Tom was heating a substance $X$ in a china dish which melted into a brown colour substance and he placed a glass sheet on it which became foggy after a while. On further heating he saw a black powdery substance $Y$ left on the china dish.
-Name $X$ and $Y$
-Write the chemical reaction of this process.

Answer 1

Hint : Heating generally causes oxidation reaction to occur. We know that air is composed of $78\%$ nitrogen and $21\%$ oxygen and the rest $1\%$ is other gases. Metal usually combines with oxygen to form metal oxide as they don’t combine with nitrogen.

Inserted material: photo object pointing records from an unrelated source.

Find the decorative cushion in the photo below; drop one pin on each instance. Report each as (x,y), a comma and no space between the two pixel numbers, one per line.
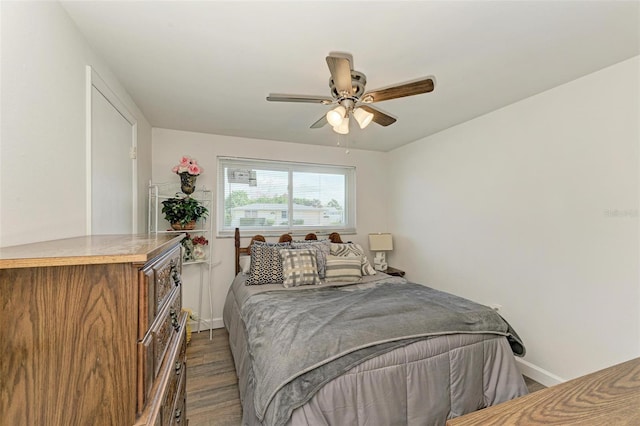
(299,267)
(322,249)
(343,268)
(352,249)
(266,263)
(245,263)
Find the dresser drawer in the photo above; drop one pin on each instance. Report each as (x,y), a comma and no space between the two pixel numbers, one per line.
(153,348)
(156,282)
(170,385)
(179,411)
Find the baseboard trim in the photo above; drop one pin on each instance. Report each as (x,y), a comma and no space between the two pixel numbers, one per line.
(538,374)
(207,324)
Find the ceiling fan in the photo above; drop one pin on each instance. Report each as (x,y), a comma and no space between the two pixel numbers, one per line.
(348,91)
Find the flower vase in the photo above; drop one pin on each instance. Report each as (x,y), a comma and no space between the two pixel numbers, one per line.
(187,182)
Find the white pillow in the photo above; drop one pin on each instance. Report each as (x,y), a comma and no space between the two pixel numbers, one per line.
(343,269)
(351,250)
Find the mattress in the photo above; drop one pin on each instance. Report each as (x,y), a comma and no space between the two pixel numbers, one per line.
(424,382)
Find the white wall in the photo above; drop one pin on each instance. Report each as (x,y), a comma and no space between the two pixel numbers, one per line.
(535,207)
(42,139)
(170,145)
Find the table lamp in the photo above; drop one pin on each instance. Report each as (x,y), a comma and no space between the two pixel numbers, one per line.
(380,243)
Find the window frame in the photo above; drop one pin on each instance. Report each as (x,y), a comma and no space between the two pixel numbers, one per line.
(349,173)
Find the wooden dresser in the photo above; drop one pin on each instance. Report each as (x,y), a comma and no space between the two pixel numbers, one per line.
(93,332)
(606,397)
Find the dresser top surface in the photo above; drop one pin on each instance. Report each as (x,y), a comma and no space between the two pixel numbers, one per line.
(88,250)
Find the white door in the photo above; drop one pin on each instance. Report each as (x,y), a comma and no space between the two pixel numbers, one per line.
(112,165)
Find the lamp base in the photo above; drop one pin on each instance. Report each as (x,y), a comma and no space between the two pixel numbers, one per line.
(380,261)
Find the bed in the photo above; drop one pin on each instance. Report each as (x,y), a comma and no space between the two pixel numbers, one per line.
(367,350)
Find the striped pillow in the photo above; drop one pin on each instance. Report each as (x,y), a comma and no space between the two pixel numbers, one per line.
(352,249)
(343,268)
(322,248)
(299,267)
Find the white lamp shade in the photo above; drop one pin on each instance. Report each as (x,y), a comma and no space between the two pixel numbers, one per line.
(380,242)
(336,116)
(362,117)
(343,128)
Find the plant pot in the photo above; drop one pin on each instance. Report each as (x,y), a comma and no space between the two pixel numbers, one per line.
(186,227)
(187,182)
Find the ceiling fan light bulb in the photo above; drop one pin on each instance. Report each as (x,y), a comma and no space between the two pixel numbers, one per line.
(343,128)
(335,117)
(362,117)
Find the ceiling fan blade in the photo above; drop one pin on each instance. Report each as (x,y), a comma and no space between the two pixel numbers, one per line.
(416,87)
(340,68)
(280,97)
(320,123)
(379,117)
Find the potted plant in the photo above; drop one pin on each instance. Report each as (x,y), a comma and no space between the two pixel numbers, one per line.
(194,248)
(182,213)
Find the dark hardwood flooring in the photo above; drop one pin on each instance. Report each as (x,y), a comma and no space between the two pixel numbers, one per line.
(212,385)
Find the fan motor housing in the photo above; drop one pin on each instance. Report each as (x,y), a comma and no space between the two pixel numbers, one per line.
(358,81)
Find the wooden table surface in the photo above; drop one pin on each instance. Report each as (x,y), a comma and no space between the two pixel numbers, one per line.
(607,397)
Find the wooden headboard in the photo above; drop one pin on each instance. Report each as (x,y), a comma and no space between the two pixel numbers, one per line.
(334,237)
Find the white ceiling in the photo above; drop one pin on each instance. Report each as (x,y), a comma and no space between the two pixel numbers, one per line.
(208,66)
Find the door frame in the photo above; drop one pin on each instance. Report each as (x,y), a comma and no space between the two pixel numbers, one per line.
(93,79)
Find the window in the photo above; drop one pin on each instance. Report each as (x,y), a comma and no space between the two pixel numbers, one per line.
(274,197)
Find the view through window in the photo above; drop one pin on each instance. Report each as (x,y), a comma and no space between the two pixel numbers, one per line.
(276,197)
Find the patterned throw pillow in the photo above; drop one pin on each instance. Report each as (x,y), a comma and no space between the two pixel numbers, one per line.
(299,267)
(343,268)
(266,263)
(352,249)
(322,249)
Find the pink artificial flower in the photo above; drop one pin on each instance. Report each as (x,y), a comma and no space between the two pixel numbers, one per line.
(194,169)
(187,165)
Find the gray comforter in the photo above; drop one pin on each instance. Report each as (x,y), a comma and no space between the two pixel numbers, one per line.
(298,341)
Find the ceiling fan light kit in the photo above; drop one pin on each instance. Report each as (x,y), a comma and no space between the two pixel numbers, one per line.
(348,91)
(336,115)
(363,117)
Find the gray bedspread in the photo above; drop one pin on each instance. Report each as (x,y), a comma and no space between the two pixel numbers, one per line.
(298,341)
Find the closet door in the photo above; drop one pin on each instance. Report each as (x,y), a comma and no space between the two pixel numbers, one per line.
(112,165)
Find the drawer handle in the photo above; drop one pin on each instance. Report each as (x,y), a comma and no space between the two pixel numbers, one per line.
(175,275)
(174,320)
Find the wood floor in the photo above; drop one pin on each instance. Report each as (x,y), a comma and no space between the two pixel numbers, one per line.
(212,385)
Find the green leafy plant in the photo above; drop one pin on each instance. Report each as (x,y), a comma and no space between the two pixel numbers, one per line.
(183,210)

So, when metal combines with oxygen the reaction is then known as oxidation reaction.

Complete Step By Step Answer:
The metal which is combining here to form a metal oxide is the copper metal.
Copper combines with oxygen to form copper oxide
the oxidation reaction will be:
$2Cu(s) + {O_2}(g) \to 2CuO(s)$
When copper is subjected to heating in a china dish, the surface of the copper seems to be coated with a black coloured substance which is possibly due to the occurrence of surface oxidation. Copper metal melts gradually upon heating and turns into a brown colour substance. On further heating, a black powdery substance i.e. copper (II) oxide is formed upon surface oxidation. Actually, copper has one free electron per atom so when copper is exposed to heat the oxygen molecules present in the air combines with the free electrons of copper and hence forms the molecule of copper oxide. If only one atom of carbon combines with oxygen, then it is known as cupric oxide and whereas if two atoms of carbon will combine with oxygen then it will be known as cuprous oxide. Hence, we see that the oxide formed here is the cupric oxide.
Chemical reaction of the process is known as redox reaction which is shown below: $2Cu(s) + {O_2}(g) \to 2CuO(s)$
In this reaction, oxygen is being reduced while copper is being oxidized.
So, the answer to the above question is
$X =$ copper
$Y =$ cupric oxide or copper $(II)$ oxide.

Note :
The black coloured cupric oxide formed can be reduced to form copper metal again.
The reduction reaction is: $CuO(s) + {H_2}(g) \to Cu(s) + {H_2}O(l)$
Cupric oxide is considered to be fully oxidized while cuprous oxide is still in an active state.